1975 had seen the death of General Franco in Spain and the restoration of a monarchy. 1975 saw the end of the Vietnam War, Bloody conflict in Cambodia, Iran and Iraq in conflict and of course a wave of bombings and attacks by the IRA on mainland Britain. The Birmingham Six were wrongfully convicted this year too. Forty years ago this year.
When you look at the amount of newsworthy items that occurred in that year, 2015 about stacks up against it. But the difference being now, is that every item in the news is reported on a loop over 24 hours for days following the story breaking. The world changed in 1980 when the CNN was launched. The worlds first 24 hour news channel. Up until then, we coped with news being delivered about three times a day.
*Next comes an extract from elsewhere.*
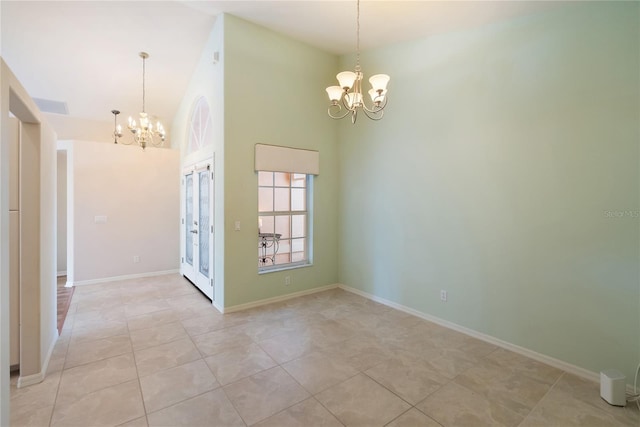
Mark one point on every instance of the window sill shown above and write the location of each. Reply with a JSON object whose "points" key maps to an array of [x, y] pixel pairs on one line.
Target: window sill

The thirst for news was probably as keen or more likely according to the news available for comment. Comment was made by face to face discussion not via electronic instant networks.
I am a regular user of social networks. I enjoy the humour, irreverence, instant comment available to anyone on any news item. The trouble is that not much of the items are actually news. They are reaction to a news item and sometimes reaction to a reaction. And some such as media troll and Daily Mail hag Katie Hopkins, create ‘news’ by being offensive in relation to a news event. The likes of Alistair Campbell, Tony Blair’s media attack dog controlled the news coming out of No 10 during Blair’s reign as PM. He fed news organisations stories and comment designed to strengthen the position of his boss. Modern political parties will often leak the details of a speech before the speech is made. It’s as if we are impatient, like kids who want to know what’s in their Christmas presents before opening them.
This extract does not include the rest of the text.